ZEYTİNYAĞINDA FİLTRE NEDİR?
Ham zeytinyağı üretildikten sonra içeriğinde yüksek miktarda tortu bulundurabilmektedir. Bu tortu zamanla zeytinyağının kalitesinde bozulmaya neden olabilmektedir. Zeytinyağının filtre edilip edilmemesi firmanın satış politikaları doğrultusunda değişiklik gösterebilir. Bence zeytinyağını kısa sürede tüketecekseniz ve bu kısa sürede de uygun koşullarda saklayabilecekseniz filtre edilmemiş zeytinyağı tercih edebilirsiniz. Eğer kısa sürede tüketilemeyecekse filtre edilmiş zeytinyağı tercih etmek çok daha doğru bir tercih olacaktır.
EN İYİ ZEYTİNYAĞI HANGİSİDİR?
Hem kimyasal hem de duyusal analizden geçtiğini kabul ederek düşündüğümüzde en iyi zeytinyağı sizin ağız tadınıza en uygun zeytinyağıdır.

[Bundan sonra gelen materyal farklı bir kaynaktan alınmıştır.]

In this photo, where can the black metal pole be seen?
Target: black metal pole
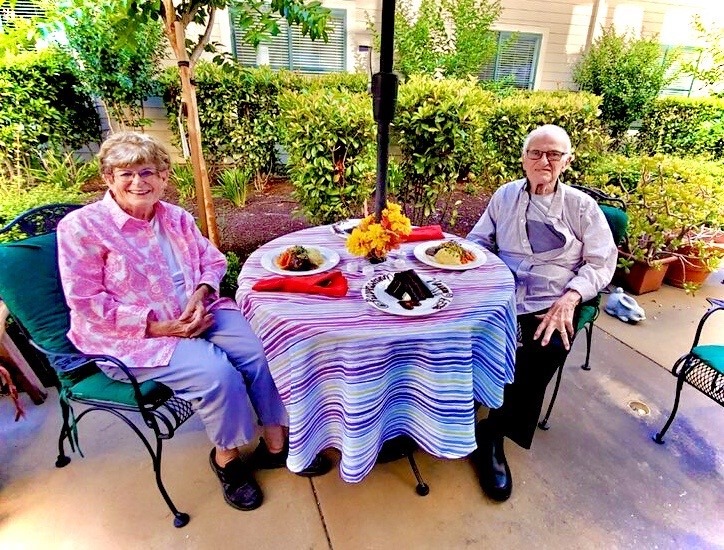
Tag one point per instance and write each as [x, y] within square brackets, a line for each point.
[384, 100]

Size en çok zevk veren, sizi mutlu eden, yüzünüzde gülümseme yaratan, yaptığınız ve yediğiniz yemeklere yakıştırdığınız ve bunları yemekten size keyif aldıran zeytinyağıdır. Kimisi yoğun aromalı severken kimisi aromayı çok sevmez, kimisi acı ve yakıcı bir yağ severken kimisi su gibi olsun ister. Bunlar farklılıklardır. Farklılıkların olması da bence iyidir. Doğruyu bulma yolunda farklılıkları görmek önemlidir.
İYİ ZEYTİNYAĞI NASIL ANLAŞILIR? ZEYTİNYAĞI TADIMI NASIL YAPILIR? İYİ ZEYTİNYAĞININ DUYUSAL ÖZELLİKLERİ NEDİR?
İyi bir zeytinyağı, burunda özel kokular bırakan, dilimizde acılığını hissettiren ve boğazımızda yakıcılığını bırakan dengeli bir yağdır. Meyvemsilik, acılık ve yakıcılık zeytinyağındaki önemli unsurlardır. Kokladığınızda burunda bıraktığı hisler, algıladığınız aromalar çok önemlidir.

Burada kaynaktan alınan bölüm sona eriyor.